See's Word Generation Probability Function

[math]\displaystyle{ p_{gen} = \sigma(w^T_{h^∗} h^∗_t +w^T_s s_t +w^T_x x_t +b_{ptr}) }[/math]

where vectors $w_{h^∗}$ , $w_s$ , $w_x$ and scalar $b_{ptr}$ are learnable parameters and $\sigma$ is the sigmoid function.

Example(s):
- …
Counter-Example(s):
See: Pointer-Generator Network, Neural Machine Translation, Encoder-Decoder Neural Network, Artificial Neural Network, Natural Language Processing Task, Language Model, Summarization NLP Task.

References

(See et al., 2017) ⇒ Abigail See, Peter J. Liu, and Christopher D. Manning. (2017). “Get To The Point: Summarization with Pointer-Generator Networks.” In: Proceedings of the 55th Annual Meeting of the Association for Computational Linguistics (Volume 1: Long Papers). DOI:10.18653/v1/P17-1099.
- QUOTE: Our pointer-generator network is a hybrid between our baseline and a pointer network (Vinyals et al., 2015), as it allows both copying words via pointing, and generating words from a fixed vocabulary. In the pointer-generator model (depicted in Figure 3) the attention distribution $a^t$ and context vector $h^∗_t$ are calculated as in section 2.1. In addition, the generation probability $p_{gen} \in [0,1]$ for timestep $t$ is calculated from the context vector $h^∗_t$ , the decoder state $s_t$ and the decoder input $x_t$ :
  [math]\displaystyle{ p_{gen} = \sigma(w^T_{h^∗} h^∗_t +w^T_s s_t +w^T_x x_t +b_{ptr})\quad\quad }[/math] (8)
  where vectors $w_{h^∗}$ , $w_s$ , $w_x$ and scalar $b_{ptr}$ are learnable parameters and $\sigma$ is the sigmoid function (...)
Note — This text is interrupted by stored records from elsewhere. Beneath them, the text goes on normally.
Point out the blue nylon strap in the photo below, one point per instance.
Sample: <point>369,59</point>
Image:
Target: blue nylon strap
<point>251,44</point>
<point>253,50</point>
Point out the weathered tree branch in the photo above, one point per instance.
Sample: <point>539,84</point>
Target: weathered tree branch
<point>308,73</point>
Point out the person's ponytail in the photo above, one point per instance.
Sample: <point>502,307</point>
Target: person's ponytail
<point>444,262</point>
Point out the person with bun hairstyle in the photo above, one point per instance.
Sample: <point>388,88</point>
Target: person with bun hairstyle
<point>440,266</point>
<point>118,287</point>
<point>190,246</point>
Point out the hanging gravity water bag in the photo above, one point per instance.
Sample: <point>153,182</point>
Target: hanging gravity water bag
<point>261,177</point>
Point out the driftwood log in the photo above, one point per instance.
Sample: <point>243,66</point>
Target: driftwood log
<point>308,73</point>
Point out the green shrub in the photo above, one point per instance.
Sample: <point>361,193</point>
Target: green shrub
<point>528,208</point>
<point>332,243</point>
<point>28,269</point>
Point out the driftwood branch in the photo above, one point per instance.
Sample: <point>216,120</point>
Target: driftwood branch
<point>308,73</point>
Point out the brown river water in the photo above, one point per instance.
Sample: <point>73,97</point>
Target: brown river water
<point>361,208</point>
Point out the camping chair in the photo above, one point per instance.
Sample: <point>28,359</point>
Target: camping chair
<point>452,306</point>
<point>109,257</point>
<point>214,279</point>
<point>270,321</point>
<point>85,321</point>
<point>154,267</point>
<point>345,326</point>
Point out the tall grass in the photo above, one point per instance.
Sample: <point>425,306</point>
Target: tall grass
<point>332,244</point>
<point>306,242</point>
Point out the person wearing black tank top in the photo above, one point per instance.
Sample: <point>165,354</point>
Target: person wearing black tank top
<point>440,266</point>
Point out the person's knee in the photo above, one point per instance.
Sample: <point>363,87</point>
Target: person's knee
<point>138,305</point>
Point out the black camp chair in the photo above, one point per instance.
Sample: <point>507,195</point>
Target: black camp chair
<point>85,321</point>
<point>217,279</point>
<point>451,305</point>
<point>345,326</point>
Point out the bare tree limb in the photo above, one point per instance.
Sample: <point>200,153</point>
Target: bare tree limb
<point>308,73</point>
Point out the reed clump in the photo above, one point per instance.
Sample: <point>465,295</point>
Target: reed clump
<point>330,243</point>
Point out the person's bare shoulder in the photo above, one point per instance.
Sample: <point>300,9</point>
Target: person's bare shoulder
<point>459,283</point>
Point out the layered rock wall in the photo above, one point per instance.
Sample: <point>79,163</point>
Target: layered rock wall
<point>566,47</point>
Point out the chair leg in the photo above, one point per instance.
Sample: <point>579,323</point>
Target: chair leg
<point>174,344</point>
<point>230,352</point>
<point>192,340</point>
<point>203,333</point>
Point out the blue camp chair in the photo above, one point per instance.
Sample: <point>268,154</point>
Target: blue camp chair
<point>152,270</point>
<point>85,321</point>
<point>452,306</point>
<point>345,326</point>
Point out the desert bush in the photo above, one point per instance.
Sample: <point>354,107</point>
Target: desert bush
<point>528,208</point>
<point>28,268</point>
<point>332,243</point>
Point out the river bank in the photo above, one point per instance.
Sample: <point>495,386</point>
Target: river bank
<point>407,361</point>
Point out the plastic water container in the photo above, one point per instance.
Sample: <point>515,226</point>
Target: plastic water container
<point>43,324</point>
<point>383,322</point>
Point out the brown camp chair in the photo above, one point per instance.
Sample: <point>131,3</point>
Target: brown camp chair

**Figure 3:** Pointer-generator model. For each decoder timestep a generation probability $p_{gen} \in [0,1]$ is calculated, which weights the probability of generating words from the vocabulary, versus copying words from the source text. The vocabulary distribution and the attention distribution are weighted and summed to obtain the final distribution, from which we make our prediction. Note that out-of-vocabulary article words such as *2-0* are included in the final distribution. Best viewed in color.